第2話

 クリーナーズの戦いは、辛く、険しい。彼らがどれだけ人間のために戦っても、それを理解してもらえず、逆に人間たちのせいで追い詰められることも、珍しいことでは無い。


「もうやめて、フィルター!あなたのダストカップは一杯なのよ!今は換えの紙パックがきれているのに…!」

「それでも、必要とされているならば、俺はやらなければいけないんだ…。

ごめんよ、スティック」

ボロボロのフィルターを、必死に止めるスティックだったが、フィルターはその肩に手を置いて、ゆっくりと首を振った。

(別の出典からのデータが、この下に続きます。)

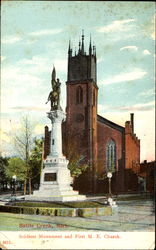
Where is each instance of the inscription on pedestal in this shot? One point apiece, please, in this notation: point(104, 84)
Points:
point(50, 177)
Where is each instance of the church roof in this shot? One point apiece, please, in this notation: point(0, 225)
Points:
point(110, 123)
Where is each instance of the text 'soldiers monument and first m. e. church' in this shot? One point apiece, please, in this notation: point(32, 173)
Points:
point(55, 176)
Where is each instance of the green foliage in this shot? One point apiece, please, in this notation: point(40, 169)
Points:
point(35, 160)
point(76, 168)
point(16, 166)
point(3, 166)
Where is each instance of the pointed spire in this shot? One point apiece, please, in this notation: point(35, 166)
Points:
point(82, 47)
point(69, 49)
point(79, 45)
point(90, 46)
point(53, 73)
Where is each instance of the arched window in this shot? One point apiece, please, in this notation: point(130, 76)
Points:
point(111, 156)
point(79, 95)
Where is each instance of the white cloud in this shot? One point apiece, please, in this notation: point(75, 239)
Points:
point(11, 39)
point(146, 52)
point(118, 25)
point(144, 127)
point(124, 77)
point(45, 32)
point(133, 48)
point(147, 93)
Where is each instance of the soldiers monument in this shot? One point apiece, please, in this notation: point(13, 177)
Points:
point(55, 176)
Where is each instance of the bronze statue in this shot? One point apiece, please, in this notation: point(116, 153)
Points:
point(54, 95)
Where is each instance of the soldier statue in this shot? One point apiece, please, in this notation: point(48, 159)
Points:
point(54, 95)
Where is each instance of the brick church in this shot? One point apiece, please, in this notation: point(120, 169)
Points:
point(104, 145)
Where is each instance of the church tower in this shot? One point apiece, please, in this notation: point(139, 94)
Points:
point(82, 95)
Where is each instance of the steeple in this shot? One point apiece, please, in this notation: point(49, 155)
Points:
point(90, 47)
point(82, 66)
point(53, 73)
point(82, 47)
point(69, 50)
point(79, 46)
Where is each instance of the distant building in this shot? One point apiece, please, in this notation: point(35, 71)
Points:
point(102, 144)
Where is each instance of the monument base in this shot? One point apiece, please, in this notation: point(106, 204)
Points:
point(55, 182)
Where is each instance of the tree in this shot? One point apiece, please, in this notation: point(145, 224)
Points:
point(16, 166)
point(24, 142)
point(77, 162)
point(3, 166)
point(35, 160)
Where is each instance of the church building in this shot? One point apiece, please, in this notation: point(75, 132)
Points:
point(102, 144)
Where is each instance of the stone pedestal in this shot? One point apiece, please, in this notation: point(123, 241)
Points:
point(55, 177)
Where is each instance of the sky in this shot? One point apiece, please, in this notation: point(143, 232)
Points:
point(35, 36)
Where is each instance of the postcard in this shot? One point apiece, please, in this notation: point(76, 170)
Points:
point(77, 125)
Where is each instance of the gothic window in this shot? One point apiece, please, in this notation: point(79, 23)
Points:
point(79, 95)
point(111, 156)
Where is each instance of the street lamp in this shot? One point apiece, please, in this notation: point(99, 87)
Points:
point(14, 183)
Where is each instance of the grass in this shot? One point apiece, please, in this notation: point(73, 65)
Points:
point(84, 204)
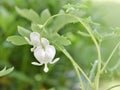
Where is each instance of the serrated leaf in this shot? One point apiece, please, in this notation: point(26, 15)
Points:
point(29, 14)
point(17, 40)
point(6, 71)
point(23, 32)
point(45, 15)
point(61, 21)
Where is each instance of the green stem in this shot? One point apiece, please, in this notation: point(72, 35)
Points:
point(89, 30)
point(113, 87)
point(109, 58)
point(75, 65)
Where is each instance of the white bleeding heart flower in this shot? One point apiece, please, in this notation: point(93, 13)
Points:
point(43, 51)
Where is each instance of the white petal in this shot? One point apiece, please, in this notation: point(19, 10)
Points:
point(45, 42)
point(27, 39)
point(45, 68)
point(39, 54)
point(54, 61)
point(49, 53)
point(36, 63)
point(35, 38)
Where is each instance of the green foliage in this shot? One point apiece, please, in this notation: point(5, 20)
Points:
point(6, 71)
point(61, 29)
point(29, 14)
point(17, 40)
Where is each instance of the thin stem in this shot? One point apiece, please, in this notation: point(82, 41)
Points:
point(80, 79)
point(113, 87)
point(87, 27)
point(109, 58)
point(76, 65)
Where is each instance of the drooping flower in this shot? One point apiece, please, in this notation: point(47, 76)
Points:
point(43, 51)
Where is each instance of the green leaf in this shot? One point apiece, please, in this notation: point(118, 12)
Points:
point(17, 40)
point(92, 71)
point(61, 21)
point(45, 15)
point(5, 72)
point(29, 14)
point(60, 40)
point(24, 32)
point(35, 28)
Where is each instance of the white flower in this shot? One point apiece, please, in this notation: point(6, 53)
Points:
point(43, 51)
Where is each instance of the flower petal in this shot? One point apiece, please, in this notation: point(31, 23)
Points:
point(39, 54)
point(45, 68)
point(36, 63)
point(35, 38)
point(54, 61)
point(45, 42)
point(49, 53)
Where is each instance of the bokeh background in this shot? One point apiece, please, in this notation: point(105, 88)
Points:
point(61, 75)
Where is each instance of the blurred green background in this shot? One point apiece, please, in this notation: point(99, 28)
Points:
point(61, 75)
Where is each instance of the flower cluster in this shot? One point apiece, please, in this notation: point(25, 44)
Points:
point(43, 51)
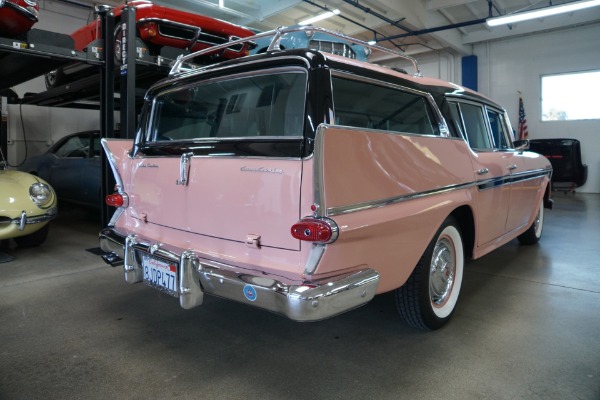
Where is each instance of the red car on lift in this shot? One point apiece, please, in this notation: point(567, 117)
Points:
point(159, 26)
point(17, 16)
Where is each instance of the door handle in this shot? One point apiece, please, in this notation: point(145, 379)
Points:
point(184, 169)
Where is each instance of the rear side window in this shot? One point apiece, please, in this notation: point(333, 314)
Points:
point(241, 107)
point(475, 126)
point(365, 105)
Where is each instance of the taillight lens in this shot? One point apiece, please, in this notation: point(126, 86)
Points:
point(315, 230)
point(116, 200)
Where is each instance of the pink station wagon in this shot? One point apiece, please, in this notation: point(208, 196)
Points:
point(305, 183)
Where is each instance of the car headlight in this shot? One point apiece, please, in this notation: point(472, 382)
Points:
point(40, 193)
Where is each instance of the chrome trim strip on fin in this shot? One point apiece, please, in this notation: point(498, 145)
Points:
point(113, 164)
point(133, 274)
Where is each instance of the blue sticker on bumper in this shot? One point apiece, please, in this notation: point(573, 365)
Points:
point(250, 292)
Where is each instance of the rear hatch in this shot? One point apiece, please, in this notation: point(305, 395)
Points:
point(221, 158)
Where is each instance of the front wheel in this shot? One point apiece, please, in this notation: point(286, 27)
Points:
point(533, 234)
point(428, 298)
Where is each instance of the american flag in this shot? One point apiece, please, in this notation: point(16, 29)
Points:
point(523, 132)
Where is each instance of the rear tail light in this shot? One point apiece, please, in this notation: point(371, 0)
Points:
point(322, 230)
point(117, 200)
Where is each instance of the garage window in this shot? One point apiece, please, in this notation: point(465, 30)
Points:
point(569, 97)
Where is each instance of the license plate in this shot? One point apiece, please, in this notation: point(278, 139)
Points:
point(160, 274)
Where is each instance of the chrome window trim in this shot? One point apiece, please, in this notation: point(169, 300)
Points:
point(208, 69)
point(28, 12)
point(441, 121)
point(501, 113)
point(170, 87)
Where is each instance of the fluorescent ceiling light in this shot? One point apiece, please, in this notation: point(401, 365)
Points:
point(541, 13)
point(321, 17)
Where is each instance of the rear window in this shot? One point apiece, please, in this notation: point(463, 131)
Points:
point(267, 105)
point(365, 105)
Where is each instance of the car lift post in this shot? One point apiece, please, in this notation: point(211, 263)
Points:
point(107, 106)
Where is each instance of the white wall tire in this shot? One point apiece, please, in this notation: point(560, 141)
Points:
point(533, 234)
point(428, 298)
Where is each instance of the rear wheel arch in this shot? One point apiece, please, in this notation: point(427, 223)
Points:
point(466, 220)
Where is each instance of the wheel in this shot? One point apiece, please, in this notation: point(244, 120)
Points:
point(533, 234)
point(55, 78)
point(33, 239)
point(428, 298)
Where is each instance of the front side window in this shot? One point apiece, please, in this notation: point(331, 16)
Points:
point(364, 105)
point(243, 107)
point(475, 126)
point(499, 131)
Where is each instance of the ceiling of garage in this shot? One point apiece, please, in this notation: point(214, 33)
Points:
point(414, 26)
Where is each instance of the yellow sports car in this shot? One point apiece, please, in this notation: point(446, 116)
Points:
point(27, 204)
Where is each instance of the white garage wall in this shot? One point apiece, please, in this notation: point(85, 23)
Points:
point(45, 125)
point(512, 65)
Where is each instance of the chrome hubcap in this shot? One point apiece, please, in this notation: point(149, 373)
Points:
point(442, 271)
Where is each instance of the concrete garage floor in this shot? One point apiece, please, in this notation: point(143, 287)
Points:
point(527, 327)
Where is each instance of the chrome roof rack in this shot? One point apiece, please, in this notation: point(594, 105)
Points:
point(276, 34)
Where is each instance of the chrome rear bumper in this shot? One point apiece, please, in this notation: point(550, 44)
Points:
point(304, 302)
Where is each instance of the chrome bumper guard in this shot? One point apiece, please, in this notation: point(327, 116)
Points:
point(310, 302)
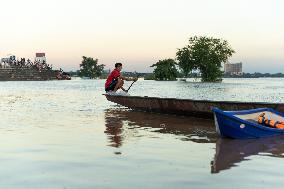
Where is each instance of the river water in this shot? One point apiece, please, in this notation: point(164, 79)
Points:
point(65, 134)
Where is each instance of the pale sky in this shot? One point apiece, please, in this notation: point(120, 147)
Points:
point(138, 33)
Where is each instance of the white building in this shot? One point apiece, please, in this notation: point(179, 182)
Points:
point(40, 58)
point(234, 69)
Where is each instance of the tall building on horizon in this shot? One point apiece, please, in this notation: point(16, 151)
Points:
point(233, 68)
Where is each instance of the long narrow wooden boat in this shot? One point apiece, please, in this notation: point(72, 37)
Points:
point(196, 108)
point(244, 124)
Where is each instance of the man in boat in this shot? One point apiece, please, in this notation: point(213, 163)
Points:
point(115, 80)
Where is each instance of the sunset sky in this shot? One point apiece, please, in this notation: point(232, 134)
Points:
point(138, 33)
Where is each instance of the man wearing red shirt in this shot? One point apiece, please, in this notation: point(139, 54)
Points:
point(115, 80)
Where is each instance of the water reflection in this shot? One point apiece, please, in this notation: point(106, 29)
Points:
point(122, 124)
point(230, 153)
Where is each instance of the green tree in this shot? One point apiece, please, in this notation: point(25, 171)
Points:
point(165, 70)
point(205, 54)
point(90, 68)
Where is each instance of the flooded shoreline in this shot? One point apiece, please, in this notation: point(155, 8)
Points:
point(67, 135)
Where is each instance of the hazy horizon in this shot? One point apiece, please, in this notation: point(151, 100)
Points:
point(139, 33)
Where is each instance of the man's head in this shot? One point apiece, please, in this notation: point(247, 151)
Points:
point(118, 66)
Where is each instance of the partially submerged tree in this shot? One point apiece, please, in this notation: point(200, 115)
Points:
point(90, 68)
point(165, 70)
point(205, 54)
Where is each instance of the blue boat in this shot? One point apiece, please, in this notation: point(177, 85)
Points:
point(244, 124)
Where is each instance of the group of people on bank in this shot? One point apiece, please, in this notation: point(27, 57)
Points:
point(23, 63)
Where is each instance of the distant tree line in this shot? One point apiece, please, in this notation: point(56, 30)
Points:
point(254, 75)
point(203, 54)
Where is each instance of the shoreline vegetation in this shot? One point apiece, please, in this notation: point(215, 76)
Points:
point(150, 76)
point(201, 58)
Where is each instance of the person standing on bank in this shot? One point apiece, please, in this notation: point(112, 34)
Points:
point(115, 80)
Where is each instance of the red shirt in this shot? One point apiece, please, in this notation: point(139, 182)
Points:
point(113, 75)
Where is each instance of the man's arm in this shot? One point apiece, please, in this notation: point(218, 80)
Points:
point(127, 78)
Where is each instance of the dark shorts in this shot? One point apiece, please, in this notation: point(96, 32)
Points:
point(111, 86)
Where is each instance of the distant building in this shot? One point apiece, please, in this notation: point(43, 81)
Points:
point(40, 58)
point(234, 68)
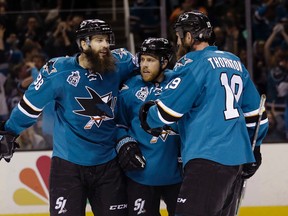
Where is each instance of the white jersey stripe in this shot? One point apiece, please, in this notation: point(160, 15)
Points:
point(31, 105)
point(26, 113)
point(168, 110)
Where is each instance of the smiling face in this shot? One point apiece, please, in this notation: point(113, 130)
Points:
point(150, 68)
point(98, 55)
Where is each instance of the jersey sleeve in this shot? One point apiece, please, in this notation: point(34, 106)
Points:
point(250, 107)
point(122, 119)
point(44, 89)
point(175, 101)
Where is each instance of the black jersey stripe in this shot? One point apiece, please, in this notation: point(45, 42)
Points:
point(254, 118)
point(166, 116)
point(28, 109)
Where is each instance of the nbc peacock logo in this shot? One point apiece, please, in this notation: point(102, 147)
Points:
point(35, 184)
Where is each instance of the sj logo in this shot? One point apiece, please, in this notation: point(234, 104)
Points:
point(139, 206)
point(60, 204)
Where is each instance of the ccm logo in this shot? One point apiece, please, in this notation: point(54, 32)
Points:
point(116, 207)
point(181, 200)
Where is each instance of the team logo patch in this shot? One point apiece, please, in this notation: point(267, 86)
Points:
point(120, 52)
point(124, 87)
point(97, 108)
point(94, 76)
point(74, 78)
point(182, 62)
point(49, 67)
point(164, 135)
point(142, 93)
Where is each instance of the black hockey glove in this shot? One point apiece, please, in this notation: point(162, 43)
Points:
point(250, 169)
point(129, 154)
point(143, 119)
point(8, 143)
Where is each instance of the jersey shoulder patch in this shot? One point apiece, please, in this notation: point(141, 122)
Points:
point(56, 65)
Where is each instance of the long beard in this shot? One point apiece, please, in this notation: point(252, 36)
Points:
point(99, 65)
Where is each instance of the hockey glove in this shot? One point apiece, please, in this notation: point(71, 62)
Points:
point(129, 154)
point(8, 143)
point(250, 169)
point(143, 119)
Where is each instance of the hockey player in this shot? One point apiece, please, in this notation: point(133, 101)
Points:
point(216, 104)
point(159, 176)
point(85, 89)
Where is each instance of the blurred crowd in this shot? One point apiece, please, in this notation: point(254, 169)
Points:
point(45, 29)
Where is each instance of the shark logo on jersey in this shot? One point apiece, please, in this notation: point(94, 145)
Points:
point(182, 62)
point(164, 134)
point(158, 90)
point(120, 52)
point(142, 93)
point(97, 108)
point(94, 76)
point(49, 67)
point(124, 87)
point(74, 78)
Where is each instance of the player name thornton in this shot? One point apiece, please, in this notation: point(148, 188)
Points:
point(220, 62)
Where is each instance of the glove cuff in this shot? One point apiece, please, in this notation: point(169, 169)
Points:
point(123, 141)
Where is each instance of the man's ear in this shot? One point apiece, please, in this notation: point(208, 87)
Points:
point(189, 37)
point(83, 44)
point(165, 64)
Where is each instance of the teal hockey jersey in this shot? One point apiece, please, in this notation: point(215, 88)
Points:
point(84, 126)
point(215, 103)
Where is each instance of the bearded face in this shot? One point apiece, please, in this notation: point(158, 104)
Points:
point(100, 64)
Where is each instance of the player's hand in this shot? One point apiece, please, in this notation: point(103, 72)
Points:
point(8, 143)
point(250, 169)
point(129, 154)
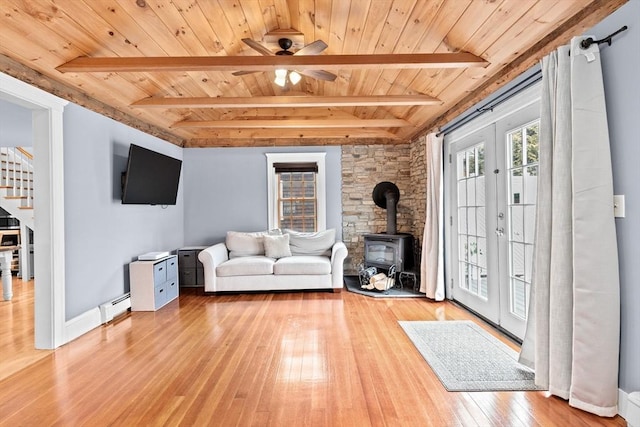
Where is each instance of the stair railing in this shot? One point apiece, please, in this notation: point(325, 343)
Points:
point(17, 172)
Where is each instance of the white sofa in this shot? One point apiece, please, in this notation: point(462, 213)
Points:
point(266, 261)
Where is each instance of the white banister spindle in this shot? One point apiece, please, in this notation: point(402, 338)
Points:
point(4, 155)
point(17, 169)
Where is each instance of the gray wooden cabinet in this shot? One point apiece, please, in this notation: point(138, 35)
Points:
point(190, 267)
point(153, 283)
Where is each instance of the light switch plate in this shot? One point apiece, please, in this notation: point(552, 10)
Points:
point(618, 206)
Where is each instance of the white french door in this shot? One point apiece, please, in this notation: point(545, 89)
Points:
point(492, 192)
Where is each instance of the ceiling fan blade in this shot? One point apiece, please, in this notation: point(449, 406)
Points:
point(319, 74)
point(312, 48)
point(242, 73)
point(258, 47)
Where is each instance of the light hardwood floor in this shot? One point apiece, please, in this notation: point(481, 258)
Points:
point(279, 359)
point(16, 330)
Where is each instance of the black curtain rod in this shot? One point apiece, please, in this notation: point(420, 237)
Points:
point(489, 106)
point(534, 78)
point(586, 43)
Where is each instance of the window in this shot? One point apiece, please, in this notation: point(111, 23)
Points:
point(296, 191)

「おいおい、限界なら引っ込んでろよ。ここは俺一人で十分だぜ!」

「サイクロン!せめてロボットの充電が終わるまで待って!

―――だって、あなたの保障期間はもう…」

 今にも泣いてしまいそうなハンディに向かって、サイクロンはいつも通りの、自信満々の笑顔を見せた。

 立ち向かう。―――今、二人の男が立ち向かう。

 その男たちの背中を見送る、女たちがいる。

「スティック…。なんで、なんで男の人って、あんなにバカなのっ…!」

「見守りましょう、ハンディ。それが、唯一私たちに出来ることよ」

 無理?無謀?無茶?

そんなことは分っている。それでも、敵を放っておけば、ヤツらは必ず人間の身体に侵入する。それがもしも赤ん坊だったら?老人だったら?命に関わるかも知れない。

若い人だからと言って、油断は出来ない。感染症の危険は、いたるところに隠れているのだ。ゴミも、ホコリも、ダニも、決して野放しには出来ない。

「ならば、ヒーローのやることは決まっている」

「ああ…そうだ、決まっている」

 二人は死地へと赴く。しかし、その顔には笑みが浮かんでいた。

それは確信の表れ。もしもここで、自分たちが倒れたとしても、必ずその意思を継いでくれる誰かが現れてくれる。そんな夢物語を、今は心のそこから確信できる。

「おい、フィルター。無理すんなよ。排気にホコリが混じってるぜ?」

「サイクロンこそ、吸引力が落ちてるんじゃないのか?」

 ヒーローはどんなときでも、不敵に笑う。自分たちの戦いの先に、人々の笑顔と、未来があると信じているから…。